Figure 14a. Diagram of entity relations generated with CmapTools. |
Figure 14b. Motivations map created using CmapTools. |
During this
stage, we continued to use the cluster of sticky notes [Fig.8a,b], as well as the paper timeline [Fig.9a,b]. Although they were “low tech,” these
representations were powerful in facilitating communication between different
analysts, providing personable space where information was exchanged through
speech, pointing, gestures, and even body language.
Even though we
shared a common set of database and visualizations, we found that forming a
coherent and unified hypothesis was not a simple process. Many scenarios were
plausible, supported in some means by the evidence we had gathered.
We tackled this
issue of competing hypotheses in two ways. First, we held a day of hypothesis
presentations. We took turns explaining our personal views on the solution to
the contest problem, highlighting both the supporting evidence and holes in our
reasoning. Second, we attempted an analysis of competing hypotheses, loosely
following the model proposed by Richard J. Heuer, Jr.

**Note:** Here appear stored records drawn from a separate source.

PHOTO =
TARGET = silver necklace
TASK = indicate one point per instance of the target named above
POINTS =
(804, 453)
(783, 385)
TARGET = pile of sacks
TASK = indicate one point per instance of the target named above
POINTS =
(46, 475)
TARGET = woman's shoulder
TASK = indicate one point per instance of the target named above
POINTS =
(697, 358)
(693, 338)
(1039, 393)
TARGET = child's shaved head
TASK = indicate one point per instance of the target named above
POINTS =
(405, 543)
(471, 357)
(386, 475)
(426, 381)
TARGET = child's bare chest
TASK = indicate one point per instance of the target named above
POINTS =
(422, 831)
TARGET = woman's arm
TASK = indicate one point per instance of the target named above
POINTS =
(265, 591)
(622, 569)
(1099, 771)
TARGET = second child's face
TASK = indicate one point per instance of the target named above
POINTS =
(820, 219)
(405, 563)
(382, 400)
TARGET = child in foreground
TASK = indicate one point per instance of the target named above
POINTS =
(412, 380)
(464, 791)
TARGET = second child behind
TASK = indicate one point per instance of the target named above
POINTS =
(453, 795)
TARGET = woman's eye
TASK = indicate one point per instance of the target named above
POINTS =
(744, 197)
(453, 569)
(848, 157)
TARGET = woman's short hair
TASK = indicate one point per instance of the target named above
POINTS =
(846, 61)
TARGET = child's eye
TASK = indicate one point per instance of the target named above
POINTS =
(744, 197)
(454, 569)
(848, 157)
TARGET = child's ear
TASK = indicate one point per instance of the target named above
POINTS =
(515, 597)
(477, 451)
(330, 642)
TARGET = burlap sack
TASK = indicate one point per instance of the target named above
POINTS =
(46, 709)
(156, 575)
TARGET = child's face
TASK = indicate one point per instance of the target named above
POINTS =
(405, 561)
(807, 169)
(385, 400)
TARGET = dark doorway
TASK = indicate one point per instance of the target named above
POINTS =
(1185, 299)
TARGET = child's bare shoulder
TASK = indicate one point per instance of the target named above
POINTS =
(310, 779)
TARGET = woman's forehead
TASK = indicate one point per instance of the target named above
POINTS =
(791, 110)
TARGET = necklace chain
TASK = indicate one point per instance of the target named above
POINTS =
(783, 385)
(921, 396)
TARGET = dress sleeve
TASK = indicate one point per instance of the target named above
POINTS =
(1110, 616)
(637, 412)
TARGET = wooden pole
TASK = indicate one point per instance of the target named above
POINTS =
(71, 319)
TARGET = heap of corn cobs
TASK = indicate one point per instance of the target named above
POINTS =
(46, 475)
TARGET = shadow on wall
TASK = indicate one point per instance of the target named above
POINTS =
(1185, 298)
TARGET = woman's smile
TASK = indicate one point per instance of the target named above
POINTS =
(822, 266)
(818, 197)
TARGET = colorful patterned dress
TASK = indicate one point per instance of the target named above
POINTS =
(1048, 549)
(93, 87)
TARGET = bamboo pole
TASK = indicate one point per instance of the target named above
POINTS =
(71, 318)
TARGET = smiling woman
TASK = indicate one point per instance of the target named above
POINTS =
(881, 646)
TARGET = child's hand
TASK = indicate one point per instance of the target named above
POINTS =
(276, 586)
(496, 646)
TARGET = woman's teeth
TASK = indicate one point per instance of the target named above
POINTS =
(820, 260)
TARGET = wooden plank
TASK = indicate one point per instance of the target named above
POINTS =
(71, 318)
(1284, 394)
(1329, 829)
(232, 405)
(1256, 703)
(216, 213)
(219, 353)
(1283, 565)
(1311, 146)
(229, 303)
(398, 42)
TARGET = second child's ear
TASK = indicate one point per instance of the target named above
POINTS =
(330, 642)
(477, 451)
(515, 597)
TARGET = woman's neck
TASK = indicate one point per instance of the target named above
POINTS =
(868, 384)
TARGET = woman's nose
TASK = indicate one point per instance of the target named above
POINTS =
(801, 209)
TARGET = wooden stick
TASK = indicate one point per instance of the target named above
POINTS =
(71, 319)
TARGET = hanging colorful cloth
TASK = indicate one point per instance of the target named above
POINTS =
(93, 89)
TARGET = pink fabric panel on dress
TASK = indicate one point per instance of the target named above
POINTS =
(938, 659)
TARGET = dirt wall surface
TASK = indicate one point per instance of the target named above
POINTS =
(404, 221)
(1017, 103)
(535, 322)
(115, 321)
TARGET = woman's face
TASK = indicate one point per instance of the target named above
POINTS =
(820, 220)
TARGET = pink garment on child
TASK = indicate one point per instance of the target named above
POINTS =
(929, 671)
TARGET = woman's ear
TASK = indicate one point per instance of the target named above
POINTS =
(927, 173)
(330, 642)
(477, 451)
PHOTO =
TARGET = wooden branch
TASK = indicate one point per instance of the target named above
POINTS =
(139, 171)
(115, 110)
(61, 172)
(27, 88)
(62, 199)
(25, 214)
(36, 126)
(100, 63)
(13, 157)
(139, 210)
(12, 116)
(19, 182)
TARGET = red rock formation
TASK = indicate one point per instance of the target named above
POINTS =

[Fig.15]. Through this exercise, we were able to gauge the dependency of each
hypothesis to different bits of information.
The map of
motivations created during the schematization stage continued to expand in this
stage [Fig.14b], and helped identify the emergence of loose ends and unanswered
questions. From this diagram, we were then able to individually refine our
hypothesis, avoiding explanatory gaps or unsupportable jumps in causality.
The final step
was generating a “skeleton hypothesis” that included only facts and inferences
we felt confident about, leaving out weak links and speculations. The wilder
stories of global intrigue, while excellent at explaining the motivations of
characters, lacked the strength of concrete evidence. The skeleton hypothesis
was later used as a template for the final answer we submitted.
Collaboration
and visualization software discussed in the previous stages of analysis were
re-visited during the decision-making process. Visualizations created using CmapTools, for instance, were modified and transformed to
try and focus in on different aspects of different groups of characters. Much
of the decision-making near the end of the analysis happened face-to-face, and
previously computer-based visualizations facilitated the consensus-making
process that ultimately led to our proposed solution.